Series: Cypress Hall [13]
Category: Flight Rising
Language: English
Status: Completed
Published: 2018-06-25
Updated: 2018-08-26
Packaged: 2019-05-28 15:47:39
Rating: General Audiences
Warnings: No Archive Warnings Apply
Chapters: 2
Words: 1,434
Publisher: archiveofourown.org
Story URL: https://archiveofourown.org/works/15052550
Author URL: https://archiveofourown.org/users/Xazz/pseuds/Alliance





	1. Chapter 1

He hatched in an ooze of liquid and gasping breath. His small and new claws tried to tear their way through the tough membrane of his egg. The membrane was too thick and he so small. But he couldn’t stop. His egg was filled with fluid and he couldn’t breathe in it. No one helped him. He knew, to the very core of his being, that he had to make it out of this egg on his own. No one would help him. He managed to find a bit of air and breathed it in before trying again at the membrane that held him captive. He slashed and dug his little claws in, tearing open a large slit that caused the egg to spill open like a burst balloon. He went right from the fluid inside the egg to another acidic liquid. It burned the egg casing off his hide but didn’t hurt him at all.

Only once he was free did a familiar shadow pass over him. He looked up into the eyes of his mother and her eyes were not the same as his eyes. But her face was kind and with some strange pink magic, she lifted him out of the spawning pool and only the ground that was soft under claw and pulsated gently like a heartbeat.

“You passed your first test, my son,” she said, rather proudly and that made him feel accomplished. “Let’s go show your father.” She walked off elegantly and he stumbled after her a few steps, following her bright yellow tail. After a few steps, he got his feet under him and romped after her. They walked away from the nest he’d been born in down a winding cliff face trail towards a cove beach. The beach was made of black stones and the water was more green than blue, the caps of the waves yellow and even the sky seemed ill. At the shore’s edge, front claws in the lapping water, was another Guardian, looking out to the waves. He didn’t look like his mother. A thick red streak across his flank, a fractured yellow hide and butterfly patterned wings the same color as the distant sea where it turned deep blue.

As they approached the other Guardian turned and looked at them. “Finally, then,” they had a deep voice like he imagined the ocean to sound.

“So far,” his mother said. He was lagging behind a bit now, tired from the climb down the cliff.
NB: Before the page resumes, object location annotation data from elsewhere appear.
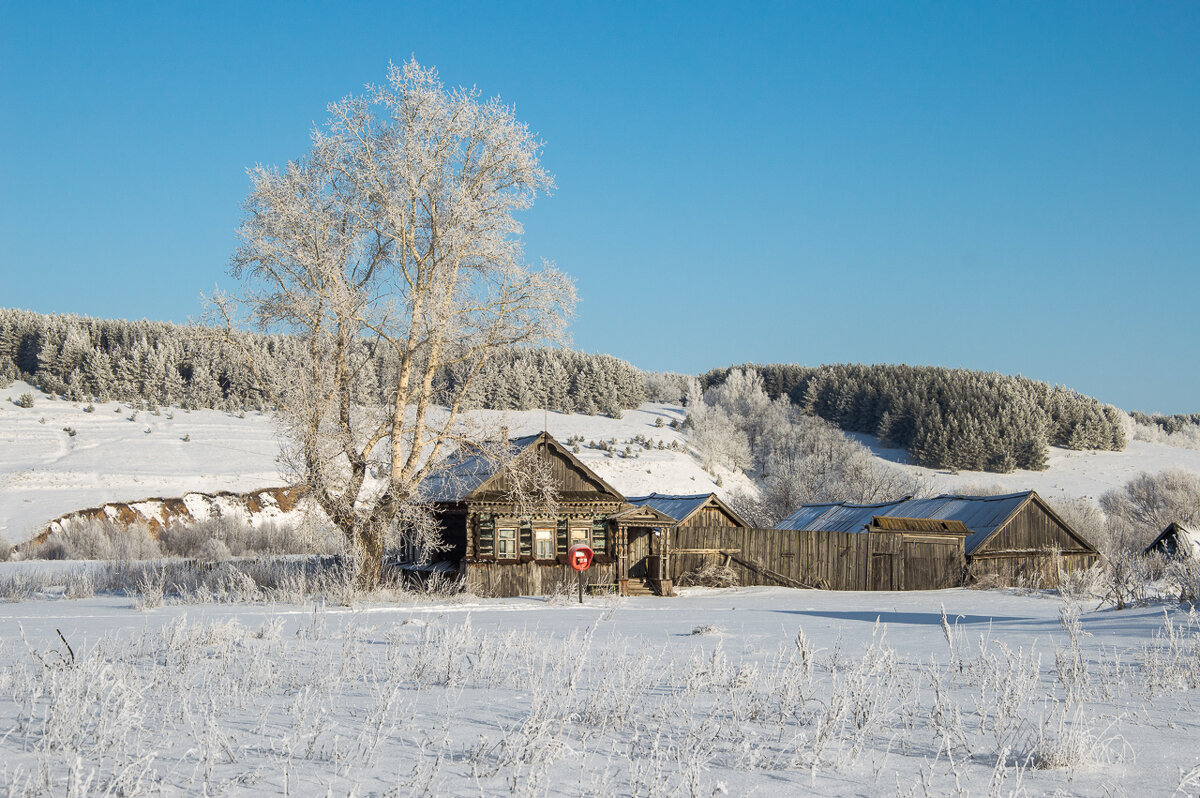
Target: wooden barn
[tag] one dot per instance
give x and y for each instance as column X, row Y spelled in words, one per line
column 1176, row 543
column 684, row 538
column 1009, row 537
column 503, row 550
column 915, row 553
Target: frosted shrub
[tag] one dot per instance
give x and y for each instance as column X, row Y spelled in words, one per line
column 148, row 591
column 1127, row 579
column 1074, row 743
column 1183, row 576
column 214, row 551
column 711, row 576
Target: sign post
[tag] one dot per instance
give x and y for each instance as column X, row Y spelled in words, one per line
column 580, row 557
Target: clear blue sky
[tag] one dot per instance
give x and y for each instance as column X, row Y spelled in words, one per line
column 1009, row 187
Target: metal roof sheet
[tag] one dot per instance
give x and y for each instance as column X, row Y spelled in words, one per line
column 979, row 514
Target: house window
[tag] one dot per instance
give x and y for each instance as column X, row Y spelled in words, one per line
column 544, row 543
column 507, row 543
column 581, row 533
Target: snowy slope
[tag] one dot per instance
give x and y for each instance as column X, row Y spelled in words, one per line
column 1069, row 474
column 46, row 473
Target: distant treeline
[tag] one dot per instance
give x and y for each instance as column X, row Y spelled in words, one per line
column 947, row 418
column 1168, row 424
column 193, row 366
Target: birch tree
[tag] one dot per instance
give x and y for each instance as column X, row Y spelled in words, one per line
column 397, row 232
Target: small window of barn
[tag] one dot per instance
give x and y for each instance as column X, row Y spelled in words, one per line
column 507, row 543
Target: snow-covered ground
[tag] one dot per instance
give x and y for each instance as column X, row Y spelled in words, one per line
column 45, row 472
column 757, row 691
column 1069, row 474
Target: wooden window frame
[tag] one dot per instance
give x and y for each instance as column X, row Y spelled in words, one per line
column 545, row 534
column 502, row 551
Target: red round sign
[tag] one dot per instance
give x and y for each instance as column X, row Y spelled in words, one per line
column 580, row 557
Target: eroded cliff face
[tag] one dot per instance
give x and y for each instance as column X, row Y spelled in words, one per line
column 275, row 505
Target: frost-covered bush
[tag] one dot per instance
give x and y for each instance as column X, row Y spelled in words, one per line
column 100, row 540
column 1146, row 504
column 709, row 576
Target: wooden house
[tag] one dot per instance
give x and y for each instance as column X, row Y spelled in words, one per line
column 1011, row 537
column 504, row 550
column 1176, row 543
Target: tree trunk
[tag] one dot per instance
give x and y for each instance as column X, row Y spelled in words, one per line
column 370, row 549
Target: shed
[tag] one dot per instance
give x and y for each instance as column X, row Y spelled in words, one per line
column 695, row 521
column 1177, row 543
column 1009, row 537
column 915, row 553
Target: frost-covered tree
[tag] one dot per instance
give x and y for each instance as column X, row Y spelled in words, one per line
column 397, row 228
column 1147, row 503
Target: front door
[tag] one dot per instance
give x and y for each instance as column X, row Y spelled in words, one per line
column 639, row 552
column 881, row 573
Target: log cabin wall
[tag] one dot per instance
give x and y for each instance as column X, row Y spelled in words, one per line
column 501, row 580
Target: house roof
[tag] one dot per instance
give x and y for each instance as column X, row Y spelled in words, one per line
column 645, row 514
column 467, row 471
column 983, row 515
column 681, row 508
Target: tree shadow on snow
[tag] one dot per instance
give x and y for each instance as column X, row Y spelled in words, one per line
column 918, row 618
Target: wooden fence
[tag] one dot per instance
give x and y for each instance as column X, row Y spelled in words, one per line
column 828, row 559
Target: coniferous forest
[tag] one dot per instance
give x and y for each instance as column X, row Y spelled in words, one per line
column 947, row 418
column 195, row 366
column 943, row 418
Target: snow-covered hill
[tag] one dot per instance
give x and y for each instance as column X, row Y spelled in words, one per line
column 46, row 472
column 1069, row 474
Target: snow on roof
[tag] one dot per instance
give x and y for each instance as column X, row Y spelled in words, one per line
column 979, row 514
column 677, row 507
column 465, row 471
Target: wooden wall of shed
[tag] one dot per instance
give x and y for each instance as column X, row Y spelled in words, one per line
column 837, row 559
column 1031, row 531
column 1021, row 551
column 1027, row 568
column 531, row 579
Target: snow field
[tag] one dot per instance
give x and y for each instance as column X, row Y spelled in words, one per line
column 757, row 690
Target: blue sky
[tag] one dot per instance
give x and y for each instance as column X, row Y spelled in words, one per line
column 1008, row 187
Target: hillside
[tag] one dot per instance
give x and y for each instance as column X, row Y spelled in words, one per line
column 45, row 472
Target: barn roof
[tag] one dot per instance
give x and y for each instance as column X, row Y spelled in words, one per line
column 982, row 515
column 681, row 508
column 1177, row 541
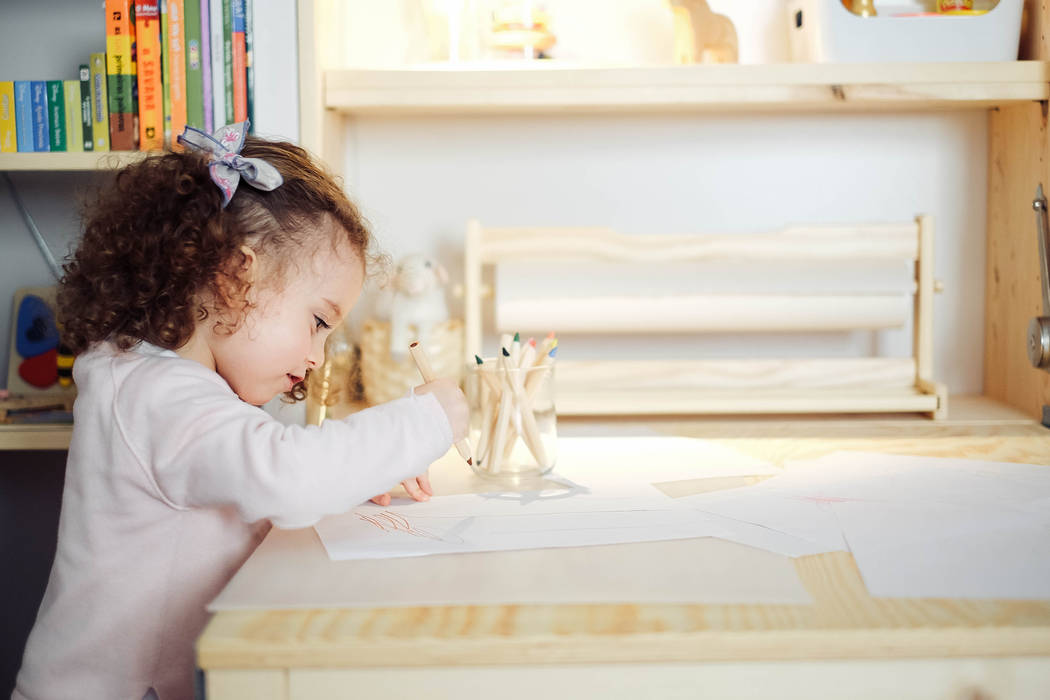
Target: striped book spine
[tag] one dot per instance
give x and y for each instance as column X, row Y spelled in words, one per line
column 70, row 99
column 250, row 62
column 194, row 73
column 41, row 140
column 87, row 132
column 120, row 76
column 176, row 67
column 56, row 115
column 147, row 21
column 100, row 103
column 228, row 60
column 239, row 73
column 23, row 114
column 8, row 125
column 217, row 85
column 206, row 90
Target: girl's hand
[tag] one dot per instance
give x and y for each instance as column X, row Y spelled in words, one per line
column 419, row 488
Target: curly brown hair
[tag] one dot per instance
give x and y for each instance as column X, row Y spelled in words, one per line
column 156, row 236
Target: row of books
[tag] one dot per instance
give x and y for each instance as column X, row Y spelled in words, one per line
column 167, row 64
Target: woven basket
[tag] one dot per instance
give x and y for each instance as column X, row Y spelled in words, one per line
column 385, row 379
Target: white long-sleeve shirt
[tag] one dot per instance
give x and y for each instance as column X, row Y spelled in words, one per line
column 170, row 484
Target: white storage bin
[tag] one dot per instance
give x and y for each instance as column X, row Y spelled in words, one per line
column 824, row 32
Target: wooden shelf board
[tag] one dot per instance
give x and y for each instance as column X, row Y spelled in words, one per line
column 35, row 437
column 69, row 162
column 697, row 87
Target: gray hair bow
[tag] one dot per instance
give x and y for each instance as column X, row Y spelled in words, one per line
column 228, row 166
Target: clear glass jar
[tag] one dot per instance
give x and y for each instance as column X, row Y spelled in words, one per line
column 513, row 425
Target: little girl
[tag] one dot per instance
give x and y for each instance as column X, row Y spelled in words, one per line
column 205, row 283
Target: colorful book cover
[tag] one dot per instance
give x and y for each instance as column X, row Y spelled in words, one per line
column 147, row 24
column 100, row 103
column 228, row 61
column 165, row 70
column 217, row 71
column 23, row 114
column 70, row 100
column 120, row 78
column 87, row 132
column 239, row 75
column 56, row 115
column 194, row 73
column 8, row 125
column 206, row 90
column 41, row 139
column 250, row 63
column 176, row 67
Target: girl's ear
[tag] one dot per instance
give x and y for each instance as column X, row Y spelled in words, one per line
column 248, row 264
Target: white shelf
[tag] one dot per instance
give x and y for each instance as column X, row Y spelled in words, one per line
column 551, row 88
column 70, row 162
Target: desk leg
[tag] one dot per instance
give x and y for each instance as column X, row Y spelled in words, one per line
column 246, row 684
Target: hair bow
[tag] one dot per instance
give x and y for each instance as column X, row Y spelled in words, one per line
column 228, row 166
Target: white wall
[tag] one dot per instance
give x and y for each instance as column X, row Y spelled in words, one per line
column 419, row 179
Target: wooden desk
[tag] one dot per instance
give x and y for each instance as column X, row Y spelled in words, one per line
column 844, row 644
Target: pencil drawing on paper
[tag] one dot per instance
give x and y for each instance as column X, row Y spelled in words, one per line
column 389, row 522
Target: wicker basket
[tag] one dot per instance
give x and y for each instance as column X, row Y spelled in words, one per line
column 385, row 378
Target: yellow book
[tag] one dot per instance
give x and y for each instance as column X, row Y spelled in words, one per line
column 8, row 135
column 75, row 134
column 100, row 103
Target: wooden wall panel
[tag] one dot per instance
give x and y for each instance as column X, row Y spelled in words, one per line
column 1016, row 165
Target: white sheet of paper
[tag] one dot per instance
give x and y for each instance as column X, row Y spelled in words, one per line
column 398, row 532
column 933, row 550
column 290, row 570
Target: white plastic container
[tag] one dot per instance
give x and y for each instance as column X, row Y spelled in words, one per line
column 825, row 32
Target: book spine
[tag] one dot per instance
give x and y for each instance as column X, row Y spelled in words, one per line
column 206, row 89
column 8, row 124
column 23, row 114
column 239, row 70
column 70, row 117
column 56, row 115
column 228, row 61
column 87, row 132
column 119, row 75
column 147, row 21
column 41, row 140
column 194, row 78
column 166, row 70
column 176, row 67
column 217, row 89
column 250, row 62
column 100, row 103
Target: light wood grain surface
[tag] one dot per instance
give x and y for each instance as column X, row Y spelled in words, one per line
column 843, row 622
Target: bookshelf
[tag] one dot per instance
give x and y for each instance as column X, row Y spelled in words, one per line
column 696, row 87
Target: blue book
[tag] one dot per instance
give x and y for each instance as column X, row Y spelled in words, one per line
column 23, row 114
column 41, row 134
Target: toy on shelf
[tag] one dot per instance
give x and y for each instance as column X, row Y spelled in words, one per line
column 700, row 36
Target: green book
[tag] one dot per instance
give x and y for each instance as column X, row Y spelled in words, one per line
column 228, row 59
column 194, row 75
column 85, row 107
column 56, row 114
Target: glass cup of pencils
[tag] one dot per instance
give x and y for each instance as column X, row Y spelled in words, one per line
column 513, row 426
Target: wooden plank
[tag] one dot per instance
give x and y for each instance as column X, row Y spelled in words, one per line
column 909, row 679
column 70, row 162
column 1017, row 163
column 780, row 86
column 843, row 621
column 35, row 437
column 823, row 244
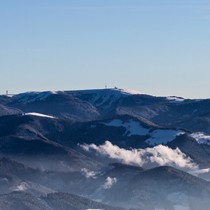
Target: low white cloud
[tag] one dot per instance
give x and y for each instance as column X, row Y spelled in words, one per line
column 150, row 157
column 88, row 174
column 109, row 182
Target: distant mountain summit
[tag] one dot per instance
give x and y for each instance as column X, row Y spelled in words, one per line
column 115, row 146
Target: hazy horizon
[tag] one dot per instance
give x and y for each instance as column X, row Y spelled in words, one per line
column 156, row 47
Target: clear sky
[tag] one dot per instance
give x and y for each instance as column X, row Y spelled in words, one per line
column 159, row 47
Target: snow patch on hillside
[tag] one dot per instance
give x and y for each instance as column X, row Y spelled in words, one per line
column 175, row 99
column 39, row 115
column 132, row 127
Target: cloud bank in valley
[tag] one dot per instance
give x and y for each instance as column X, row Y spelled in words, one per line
column 150, row 157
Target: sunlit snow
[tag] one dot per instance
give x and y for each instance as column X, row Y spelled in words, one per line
column 39, row 115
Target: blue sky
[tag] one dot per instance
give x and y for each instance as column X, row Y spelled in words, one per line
column 158, row 47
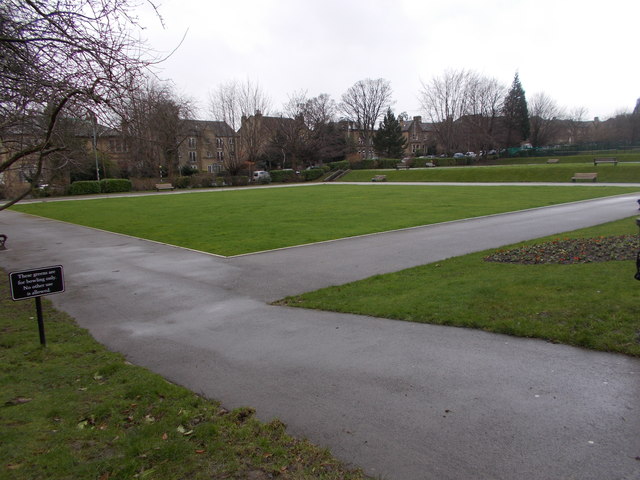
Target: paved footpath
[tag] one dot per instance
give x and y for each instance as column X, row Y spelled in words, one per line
column 401, row 400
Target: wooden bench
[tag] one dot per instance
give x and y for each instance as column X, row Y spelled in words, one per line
column 585, row 176
column 597, row 161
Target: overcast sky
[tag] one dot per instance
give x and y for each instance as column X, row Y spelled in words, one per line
column 582, row 53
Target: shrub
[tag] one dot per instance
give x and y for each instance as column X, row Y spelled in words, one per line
column 113, row 185
column 313, row 174
column 203, row 180
column 84, row 187
column 341, row 165
column 182, row 182
column 188, row 170
column 238, row 180
column 387, row 162
column 144, row 184
column 367, row 164
column 283, row 176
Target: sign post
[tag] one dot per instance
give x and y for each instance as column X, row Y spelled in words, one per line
column 35, row 284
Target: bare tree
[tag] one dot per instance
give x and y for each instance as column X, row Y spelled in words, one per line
column 151, row 124
column 363, row 104
column 444, row 101
column 60, row 58
column 234, row 102
column 577, row 126
column 482, row 109
column 545, row 119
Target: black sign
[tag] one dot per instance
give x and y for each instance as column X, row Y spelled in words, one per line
column 36, row 283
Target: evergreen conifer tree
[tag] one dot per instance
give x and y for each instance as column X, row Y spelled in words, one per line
column 388, row 141
column 516, row 113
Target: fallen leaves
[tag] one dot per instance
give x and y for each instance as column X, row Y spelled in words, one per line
column 17, row 401
column 571, row 250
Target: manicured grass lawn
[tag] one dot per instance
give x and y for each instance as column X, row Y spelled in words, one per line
column 592, row 305
column 558, row 173
column 74, row 410
column 242, row 221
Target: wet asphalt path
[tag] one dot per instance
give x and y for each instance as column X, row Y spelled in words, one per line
column 400, row 400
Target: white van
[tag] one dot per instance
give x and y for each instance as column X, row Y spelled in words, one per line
column 261, row 176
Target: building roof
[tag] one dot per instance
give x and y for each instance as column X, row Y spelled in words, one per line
column 219, row 129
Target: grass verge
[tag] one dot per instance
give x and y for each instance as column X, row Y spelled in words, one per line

She used her wing to help propel him forward and he nearly tumbled tail over snout as he was pushed to the other Guardian. “A son for you,” she said.

He looked up at the big Guardian that was his father, his red eyes wide. “Hopefully he will last,” he said and looked away.

“You could at least _pretend_ to have some interest in your own spawn, Daeorm,” his mother snarled.

“If they survive, I gladly will,” [Daeorm](http://flightrising.com/main.php?p=lair&id=332919&tab=dragon&did=37988809) said. “No use getting excited over a hatchling that can’t make it in the Wasteland.”

“You’re awful,” she scoffed at him, “I don’t know why I put up with you.” She gathered him up into her claw and put him on her shoulder.

“Don’t coddle him, [Heliconia](http://flightrising.com/main.php?p=lair&id=332919&tab=dragon&did=38389603), you’ll do him no favors out here.”

“Shut up,” she growled. “This one will live, with your help or not.” She stalked off with him sitting between her wing blades. He squeaked at her. “That was your father. Unfortunately,” she sighed and took him into a cave cut into the very face of the rock. “Don’t mind him. He’s just grumpy. He wants strong children but… well, it isn’t for you to worry about,” she picked him up from between her wings and set him down gently on a thick reed mat.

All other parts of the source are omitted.